NCAA proposes Transfer Portal windows (transfer portal)

"It's never going to be the same, but it doesn't have to be the way that it is." SEC commissioner Greg Sankey opened the week with those words, and on Wednesday evening we saw the first inkling of them becoming true. The wide-open, no regulation, no guardrails era of college football will soon have at least some guardrails.

The NCAA Division I Council endorsed a proposal that would limit the Transfer Portal to two windows: 45 days "beginning the day following the championship selection" and then May 1 to May 15, for a total of 60 days.

For the 2022 season, Championship Saturday is Dec. 3, Selection Sunday is Dec. 4, and so Dec. 5 would become Portal Monday. The Portal would remain open through Jan. 18, and then close until the end of April. In theory, any players entering the Portal on any of the other 305 days in the year would need a waiver to become eligible for the following season.

For personnel professionals tasked with tracking the Portal, cutting it down to two windows is a pick-your-poison scenario. More than 1,400 Division I players entered the Portal in 2020-21, and if your job is to know every single one of them, the Portal being open all fall might be a blessing in disguise. The drip drip drip of players trickling into the Portal might be annoying, like a ringing in your ears that won't go away, but at least that's manageable. If the same number of players enter the Portal in 2022-23, and the Portal is open for a mere 60 days, that's an average of nearly 24 new players per day. The drip, drip, drip of the faucet would become a firehose.

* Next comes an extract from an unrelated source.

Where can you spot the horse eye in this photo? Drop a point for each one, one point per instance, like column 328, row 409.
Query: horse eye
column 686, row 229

Of course, the Transformation Committee's thinking, the brain behind this proposal, is that closing the Portal until the Monday after the regular season ends would protect players from themselves, barring them from a rash decision with long-term negative consequences. And that may very well happen. But December and January were already the busiest months on a calendar that was open nearly 24/7. 

Those already busy months could become even busier soon.

Also, there's this:

Additionally, schools that accept four-year transfer students receiving financial aid will be required to provide financial aid to the student-athlete through the completion of the student's five-year period of eligibility or undergraduate graduation, whichever comes first, unless the student transfers again or enters a professional draft. The student would continue to count against roster and financial aid limits unless the student is medically disqualified, exhausts eligibility, transfers or enters a professional draft.

The proposal will go before the Division I Board of Directors for final approval next month.